23.09.2013Commentaires

Habib Ammar, directeur général de l’ONTT : « S’il y a une grande inquiétude que j’ai, c’est par rapport au marché français » Tour d’horizon de la situation touristique, et notamment celle qui prévaut au départ de la France vers la Tunisie, avec le premier responsable de l’Office national du tourisme tunisien.

Passé le cap de la haute saison, quel est votre diagnostic de la situation touristique en Tunisie ?

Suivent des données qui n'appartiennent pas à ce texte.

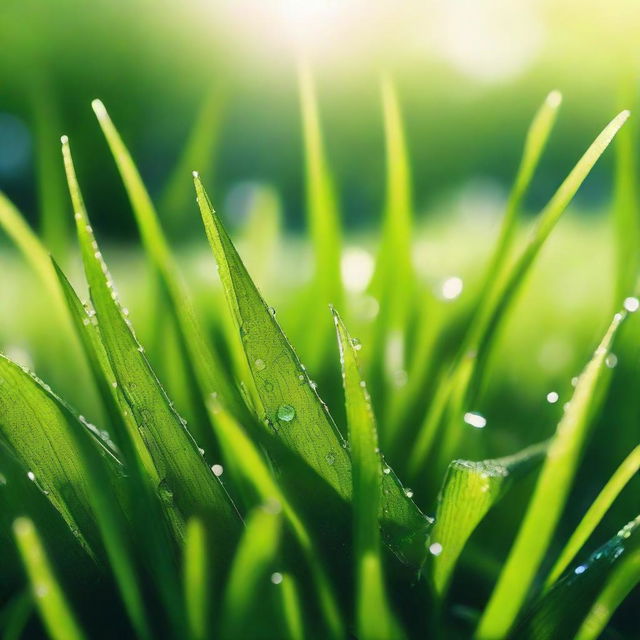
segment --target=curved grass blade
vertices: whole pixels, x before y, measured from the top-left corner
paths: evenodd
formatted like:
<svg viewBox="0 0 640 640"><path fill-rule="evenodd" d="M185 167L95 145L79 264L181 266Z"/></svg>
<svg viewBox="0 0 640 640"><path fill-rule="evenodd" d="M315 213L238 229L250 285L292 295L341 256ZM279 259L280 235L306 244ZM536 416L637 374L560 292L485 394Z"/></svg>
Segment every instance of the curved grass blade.
<svg viewBox="0 0 640 640"><path fill-rule="evenodd" d="M155 207L142 182L138 169L102 102L94 100L92 107L124 182L145 252L158 275L162 290L168 298L167 307L174 317L181 343L184 346L195 381L200 389L200 395L197 396L195 394L201 405L198 413L206 416L203 398L212 393L218 393L230 407L239 411L240 415L243 415L243 408L237 391L223 375L224 367L215 351L204 338L187 288L179 275L171 249L160 226ZM211 437L211 431L205 426L195 426L197 437L203 443L213 446L214 443L207 440L207 438Z"/></svg>
<svg viewBox="0 0 640 640"><path fill-rule="evenodd" d="M356 624L358 637L390 638L395 626L384 587L378 514L382 505L382 461L369 393L356 348L338 313L338 334L353 474Z"/></svg>
<svg viewBox="0 0 640 640"><path fill-rule="evenodd" d="M3 606L0 611L0 633L2 640L20 640L33 612L33 597L25 589Z"/></svg>
<svg viewBox="0 0 640 640"><path fill-rule="evenodd" d="M513 632L518 640L573 638L598 594L627 557L640 551L640 516L533 603ZM637 578L637 574L636 574Z"/></svg>
<svg viewBox="0 0 640 640"><path fill-rule="evenodd" d="M584 619L575 640L597 640L615 610L638 583L640 583L640 550L628 555L612 573Z"/></svg>
<svg viewBox="0 0 640 640"><path fill-rule="evenodd" d="M52 640L83 640L85 635L69 609L33 522L29 518L18 518L13 524L13 533L38 611Z"/></svg>
<svg viewBox="0 0 640 640"><path fill-rule="evenodd" d="M192 518L187 523L184 539L184 606L193 640L207 637L208 563L204 525L201 520Z"/></svg>
<svg viewBox="0 0 640 640"><path fill-rule="evenodd" d="M247 527L236 551L227 579L222 611L223 638L247 637L251 602L273 565L280 540L277 503L258 507L247 519Z"/></svg>
<svg viewBox="0 0 640 640"><path fill-rule="evenodd" d="M340 306L343 299L340 253L342 238L340 214L333 180L325 154L318 100L309 67L298 67L300 110L306 167L307 214L315 260L309 289L309 313L304 331L304 353L311 369L320 370L331 344L331 326L325 321L327 305Z"/></svg>
<svg viewBox="0 0 640 640"><path fill-rule="evenodd" d="M513 482L543 460L547 443L495 460L454 460L445 476L431 533L428 571L438 596L444 597L467 540L489 509Z"/></svg>
<svg viewBox="0 0 640 640"><path fill-rule="evenodd" d="M529 592L565 506L597 400L604 389L605 359L624 315L617 313L581 373L571 402L551 439L524 520L477 631L479 639L504 637Z"/></svg>
<svg viewBox="0 0 640 640"><path fill-rule="evenodd" d="M63 138L69 191L91 300L100 335L118 386L158 470L158 490L184 518L209 513L216 521L217 542L224 548L237 536L240 519L218 478L155 377L144 349L125 317L84 208L68 140Z"/></svg>
<svg viewBox="0 0 640 640"><path fill-rule="evenodd" d="M295 578L290 573L282 574L280 583L280 597L282 602L282 617L284 618L288 640L304 640L304 625L302 623L302 607Z"/></svg>
<svg viewBox="0 0 640 640"><path fill-rule="evenodd" d="M209 408L213 419L212 422L215 425L222 450L225 453L225 460L228 461L228 464L236 465L237 470L252 486L261 501L264 503L275 501L282 507L282 513L287 519L309 565L329 637L342 638L344 629L339 609L331 590L331 584L315 553L315 546L307 528L273 479L256 446L240 425L219 403L210 404Z"/></svg>
<svg viewBox="0 0 640 640"><path fill-rule="evenodd" d="M565 545L545 583L551 586L573 561L584 543L589 539L594 529L598 526L604 514L609 510L613 501L640 469L640 445L637 446L616 469L615 473L604 486L598 497L591 503L587 513L576 527L571 538Z"/></svg>
<svg viewBox="0 0 640 640"><path fill-rule="evenodd" d="M440 460L447 461L455 451L461 436L462 420L460 417L470 403L474 391L480 386L483 367L495 341L500 323L507 316L507 310L522 286L542 245L580 185L628 117L629 112L622 111L598 135L540 213L526 246L514 263L505 265L496 274L492 286L485 292L456 362L450 374L443 379L442 387L437 391L439 401L433 403L433 408L425 417L416 447L409 461L409 469L412 474L416 474L424 464L438 427L442 424L447 411L451 419L446 425L448 428L441 448ZM450 394L454 389L455 396L450 399Z"/></svg>
<svg viewBox="0 0 640 640"><path fill-rule="evenodd" d="M227 302L243 338L264 422L338 495L350 500L351 460L344 439L247 273L197 175L195 185ZM430 523L405 495L395 474L385 474L384 488L389 492L383 516L385 541L400 558L420 566Z"/></svg>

De janvier à mai tout d’abord, nous avons été pénalisés par deux grands événements survenus à deux moments cruciaux et qui ont été très médiatisés : l’attaque de l’ambassade des Etats-Unis à Tunis (le 14 septembre 2012 ndlr) en pleine période de booking et de programmation aérienne de la basse saison, puis l’assassinat de l’opposant politique Chokri Belaïd (le 6 février 2013 ndlr) qui a eu des incidences sur la période des vacances de Pâques. Cela a fait que nous avons trainé un retard (même par rapport à 2012) pendant près de 6 mois. Ce n’est que vers la fin mai et début juin que nous avons rattrapé ce retard et amélioré les performances par rapport à l’année dernière tous marchés confondus. Cependant, il y a une baisse de 4% des marchés européens par rapport à l’année dernière, mais qui a été compensée par les marchés maghrébins qui ont augmenté de 16%. En ce qui concerne la haute saison, comme chaque année, elle a été très bonne. Nous avons eu de la chance car la crise politique et l’assassinat du député Mohamed Brahmi n’ont pas eu un impact très fort sur la haute saison parce que les réservations et les packages étaient déjà faits. La haute saison n’a jamais été un indicateur d’une année touristique. La différence se fait au niveau de l’arrière-saison et aujourd’hui, c’est sur elle que portent nos préoccupations. La crise politique que nous traversons actuellement nous empêche d’avoir la clarté requise sur la période à venir. Les tour-opérateurs nous avouent qu’ils ont des problèmes pour vendre la Tunisie et on sait que le tourisme, c’est avant tout une question d’image. Aujourd’hui, les informations véhiculées sur la Tunisie ne sont pas positives malgré nos campagnes et nos actions. Il n’y a qu’à voir les journaux télévisés sur nos chaînes, c’est déprimant et surtout, c’est regardé en Algérie et dans tout le Maghreb. Par ailleurs, la façon avec laquelle certains médias français ont couvert les événements en Tunisie, cela laisse des traces et les chiffres le confirment.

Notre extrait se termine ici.